Queridos João e Ana,
Não há tempo que passe se vocês têm um ao outro, pois cada dia que vivem é mais um em sua história. Vocês não precisam contar os dias ao lado um do outro, nem precisam saber que horas são. Pra vocês, tudo sempre é um passo à frente, em um mesmo caminho ou uma nova estrada. Cada novo dia se encarrega de gravar uma nova cena do filme das suas vidas, pois somente alguns poucos conseguem ir muito mais além daquilo que, em algum momento, assumiram como seu propósito nessa vida.
“Vem sentar-te ao meu lado” dizia Charles-Ferdinand Ramuz. “Eis que os filhos estão encaminhados e partiram pelo mundo; e novamente somos apenas dois, como no começo”. Todo mundo sabe que o sol sempre nasce diferente, pelo menos assim dizem os apaixonados. E que a Lua sempre se esconde, envergonhada pela beleza de quem está bem pertinho, ao nosso lado. Das tantas palavras ditas com o coração ficam as eternas, os tantos “eu te amo” ou “boa noite meu amor”, que saem tão espontaneamente quanto o sorrir da manhã seguinte.
“Lembras-te? Não tínhamos nada para começar”, continuava Ramuz. “É preciso coragem”, continuou. E vocês continuaram e continuam a começar e recomeçar, a construir e a plantar sementes do bem querer. Hoje, já têm o que sempre quiseram. O amor dos filhos, dos netos, dos familiares. As fotos das viagens, as praias, as incontáveis cidades, as histórias pra contar. Todo o amor que foi preciso, vocês conseguiram distribuir, demonstrar e eternizar. Para que só em seguida, a vida pudesse começar.
Lembram-se? “Todas as preocupações e vocês estavam lá. Noites em pé, trabalho da manhã até anoitecer. Mas vocês permaneceram, um apoiando o outro, cada um com sua força, com as mãos dadas e os corações em sincronia. Ah, a sincronia! Se todos os compassos fossem assim, tão perfeitos, não existiria solidão, nem tristeza. Os anos se sucederam, tudo passou e vocês estão aqui.
E tudo isso pra nos mostrar que o amor verdadeiro emerge do sempre, da cumplicidade e da compreensão. Do pouco a pouco, das esperas e das soluções. O amor emerge dos passos que aprendemos a dar durante a vida. De ver as crianças crescendo lado a lado com os exemplos e sentindo a força da casa e dos seus fortes alicerces.

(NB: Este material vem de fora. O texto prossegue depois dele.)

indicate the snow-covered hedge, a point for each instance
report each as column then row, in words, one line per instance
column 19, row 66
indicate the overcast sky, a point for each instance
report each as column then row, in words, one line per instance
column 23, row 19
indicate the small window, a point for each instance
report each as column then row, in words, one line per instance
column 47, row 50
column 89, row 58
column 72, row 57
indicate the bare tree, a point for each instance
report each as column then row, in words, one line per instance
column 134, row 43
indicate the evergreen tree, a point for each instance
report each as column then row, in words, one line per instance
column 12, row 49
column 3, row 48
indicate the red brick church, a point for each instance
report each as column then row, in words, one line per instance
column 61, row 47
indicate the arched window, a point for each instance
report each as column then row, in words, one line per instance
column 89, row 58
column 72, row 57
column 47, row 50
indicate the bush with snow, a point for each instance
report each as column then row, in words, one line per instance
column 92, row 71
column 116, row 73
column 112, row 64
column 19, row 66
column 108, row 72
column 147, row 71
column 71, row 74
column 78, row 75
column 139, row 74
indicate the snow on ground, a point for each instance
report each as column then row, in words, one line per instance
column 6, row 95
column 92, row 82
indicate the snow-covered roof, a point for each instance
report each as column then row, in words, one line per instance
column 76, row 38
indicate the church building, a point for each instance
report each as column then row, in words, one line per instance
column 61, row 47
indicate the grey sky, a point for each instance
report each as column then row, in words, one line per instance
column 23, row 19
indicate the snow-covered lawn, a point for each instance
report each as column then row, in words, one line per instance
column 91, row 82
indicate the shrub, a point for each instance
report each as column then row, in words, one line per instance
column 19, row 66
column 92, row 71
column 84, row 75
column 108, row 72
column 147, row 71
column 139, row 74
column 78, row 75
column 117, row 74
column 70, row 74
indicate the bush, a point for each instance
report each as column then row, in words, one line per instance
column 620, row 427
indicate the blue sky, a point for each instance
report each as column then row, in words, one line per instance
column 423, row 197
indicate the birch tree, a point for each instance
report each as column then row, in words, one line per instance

“Agora é tempo de colheita” e lado a lado vocês contemplam aquele anoitecer rosado entre as árvores, sentados lado a lado, sem precisar dizer nada. Apenas estar juntos, no sentimento de missão cumprida e da sensação de que ainda há muito para viver.
Enfim, o poeta José Marti que um dia disse “Plantar uma árvore, ter um filho e escrever um livro”, nos faz pensar. Filhos, vocês tiveram dois, árvores, pelo menos João Lima a gente sabe que plantou centenas, agora livros…bem, a gente dá mais 50 anos pra vocês dois e uma licença para comemorar “esta noite, pois que o tempo está bom”.
Com a suposta permissão de Charles-Ferdinand Ramuz. Crônica inspirada pelo texto “Esta noite, pois que o tempo está bom” em homenagem aos 50 anos de casados dos meus sogros, João e Ana Lima.